Characterization of Non-Gaussianity in the Snow Distributions of Various Landscapes

Abstract. Seasonal snowpack is an important predictor of available water resources in the following spring and early summer melt season. Total basin snow water equivalent (SWE) estimation usually requires a form of statistical analysis that is implicitly built upon the Gaussian framework. However, it is important to characterize the non-Gaussian properties of snow distribution for accurate large-scale SWE estimation based on remotely sensed or sparse ground-based observations.
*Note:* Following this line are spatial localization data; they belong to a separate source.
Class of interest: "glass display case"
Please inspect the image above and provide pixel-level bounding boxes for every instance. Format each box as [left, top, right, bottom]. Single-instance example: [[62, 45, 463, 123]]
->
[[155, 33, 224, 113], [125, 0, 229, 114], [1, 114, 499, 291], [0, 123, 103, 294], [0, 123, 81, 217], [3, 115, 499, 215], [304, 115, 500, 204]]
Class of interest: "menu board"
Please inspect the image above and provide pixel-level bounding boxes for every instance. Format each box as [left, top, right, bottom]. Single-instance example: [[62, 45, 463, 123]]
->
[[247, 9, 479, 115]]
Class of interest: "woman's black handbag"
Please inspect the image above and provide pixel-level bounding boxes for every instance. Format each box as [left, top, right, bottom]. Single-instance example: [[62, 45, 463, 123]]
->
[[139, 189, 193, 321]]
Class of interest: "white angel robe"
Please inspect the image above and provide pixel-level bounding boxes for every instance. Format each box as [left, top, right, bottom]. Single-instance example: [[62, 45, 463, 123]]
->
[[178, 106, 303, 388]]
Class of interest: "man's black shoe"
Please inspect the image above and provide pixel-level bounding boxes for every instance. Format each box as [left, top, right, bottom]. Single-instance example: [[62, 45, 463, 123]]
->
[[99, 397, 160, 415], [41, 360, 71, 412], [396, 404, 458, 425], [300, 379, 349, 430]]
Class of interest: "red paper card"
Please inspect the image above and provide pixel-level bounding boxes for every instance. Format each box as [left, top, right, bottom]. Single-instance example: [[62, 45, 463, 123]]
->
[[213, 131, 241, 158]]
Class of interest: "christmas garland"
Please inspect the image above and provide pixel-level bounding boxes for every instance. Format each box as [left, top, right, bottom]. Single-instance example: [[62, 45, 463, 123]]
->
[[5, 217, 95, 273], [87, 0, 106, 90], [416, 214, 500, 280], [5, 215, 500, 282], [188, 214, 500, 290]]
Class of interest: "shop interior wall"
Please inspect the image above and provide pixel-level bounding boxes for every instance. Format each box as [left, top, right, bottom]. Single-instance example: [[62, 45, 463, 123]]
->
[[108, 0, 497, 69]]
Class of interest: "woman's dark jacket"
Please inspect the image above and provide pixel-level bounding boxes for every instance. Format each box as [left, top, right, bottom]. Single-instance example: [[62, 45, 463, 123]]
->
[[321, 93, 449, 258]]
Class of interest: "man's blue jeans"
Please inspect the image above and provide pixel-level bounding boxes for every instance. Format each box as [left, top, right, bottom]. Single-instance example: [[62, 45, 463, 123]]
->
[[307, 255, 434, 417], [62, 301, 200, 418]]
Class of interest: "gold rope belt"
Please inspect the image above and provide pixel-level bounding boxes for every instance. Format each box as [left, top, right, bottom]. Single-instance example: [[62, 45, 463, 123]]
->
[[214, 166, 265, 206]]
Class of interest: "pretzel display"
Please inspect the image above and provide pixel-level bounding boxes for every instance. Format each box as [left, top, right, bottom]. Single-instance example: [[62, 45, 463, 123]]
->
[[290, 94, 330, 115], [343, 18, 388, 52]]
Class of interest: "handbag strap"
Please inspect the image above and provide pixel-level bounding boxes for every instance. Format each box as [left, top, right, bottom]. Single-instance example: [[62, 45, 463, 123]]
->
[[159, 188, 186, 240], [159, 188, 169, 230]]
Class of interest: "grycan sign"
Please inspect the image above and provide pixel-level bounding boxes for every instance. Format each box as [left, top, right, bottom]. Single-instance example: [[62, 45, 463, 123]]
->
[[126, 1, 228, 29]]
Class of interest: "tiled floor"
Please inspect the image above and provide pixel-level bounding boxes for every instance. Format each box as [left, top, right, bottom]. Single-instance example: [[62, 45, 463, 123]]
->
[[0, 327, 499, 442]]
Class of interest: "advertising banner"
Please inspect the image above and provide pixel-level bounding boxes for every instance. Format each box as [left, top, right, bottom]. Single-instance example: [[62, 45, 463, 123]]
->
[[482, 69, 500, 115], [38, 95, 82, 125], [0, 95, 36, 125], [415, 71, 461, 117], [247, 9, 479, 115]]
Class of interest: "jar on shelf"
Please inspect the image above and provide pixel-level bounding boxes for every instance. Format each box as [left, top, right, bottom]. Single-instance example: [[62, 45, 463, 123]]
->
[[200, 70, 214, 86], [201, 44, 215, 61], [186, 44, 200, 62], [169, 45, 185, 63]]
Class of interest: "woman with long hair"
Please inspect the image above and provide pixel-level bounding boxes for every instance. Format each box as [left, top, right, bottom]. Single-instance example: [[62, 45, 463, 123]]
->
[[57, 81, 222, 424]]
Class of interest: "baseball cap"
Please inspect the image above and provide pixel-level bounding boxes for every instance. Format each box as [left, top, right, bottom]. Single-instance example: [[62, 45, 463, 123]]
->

This study quantified non-Gaussianity using sample negentropy, the Kullback–Leibler divergence from Gaussian distribution, for field-observed snow depth data on the North Slope, Alaska, and three representative SWE distributions in the western US from the Airborne Snow Observatory (ASO). Snowdrifts around lakeshore cliffs and deep gullies can bring moderate non-Gaussianity in the open, lowland tundra of North Slope, Alaska, while the ASO dataset suggests that subalpine forests may effectively suppress the non-Gaussianity of snow distribution. Thus, non-Gaussianity is found in areas with partial snow cover and wind-induced snowdrifts around topographic breaks in slope and other steep terrain features. The snowpacks may be considered weakly Gaussian in coastal regions with open tundra in Alaska and alpine and subalpine terrains in the western US if the land is completely covered by snow. The wind-induced snowdrift effect can be potentially partitioned from the observed snow spatial distribution guided by its Gaussianity.